Wednesday, April 22, 2020

Design Choices - Skills Focus

Since Trep chars don't have classes, they're defined by the skills they acquire. And there'll have to be a lot of them.

My initial thought as I went to sleep last night, is that it would require a shift in the way I GM; I'd have to make skills matter a lot more than in my player's current system of choice, 5e.

But I'm not so sure; really, what else do players do right now, other than skill checks? The class features, and some of the feats, are really just skills; some of them so amped up that they're no-fail, in essence, but still demonstrations of skill. How is that any different than getting 'tracking-0' and raising it through various career and skill table choices during character creation to 'tracking-5' or similar?

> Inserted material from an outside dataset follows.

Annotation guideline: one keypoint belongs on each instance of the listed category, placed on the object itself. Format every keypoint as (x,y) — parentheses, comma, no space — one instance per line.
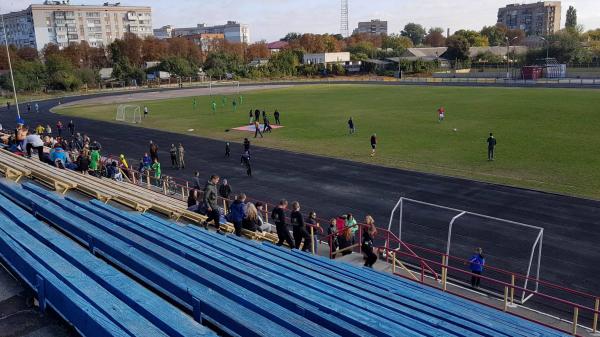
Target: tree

One place I think this'll come in potentially handy is the edge cases - 'does this seem like an athletics or acrobatics check? Arcana or History'? With a greatly expanded list of skills, there's the potential to be more clear-cut about this sort of thing.

(One RPG of yore did something similar, aside from Traveller, now that I think on it - Call of Cthulhu had quite the impressive list of skills. And made frequent use of them, as I recall.)

One current issue with the way of writing skills. Traveller does this: AnimalHandling-3. That means, add 3 to your 2d6 roll for that skill. Which is fine as a standard, but... I use an attribute for damage mitigation, for resistant critters / magic armor / etc: dmg:fire-3, which'd be a minus 3 on the damage roll for fire damage. See the problem? '-3' doesn't mean the same thing across all things.

The obvious solution is to write skills as 'AnimalHandling+3', and that's what I think I'll do. Make the die modifier obvious.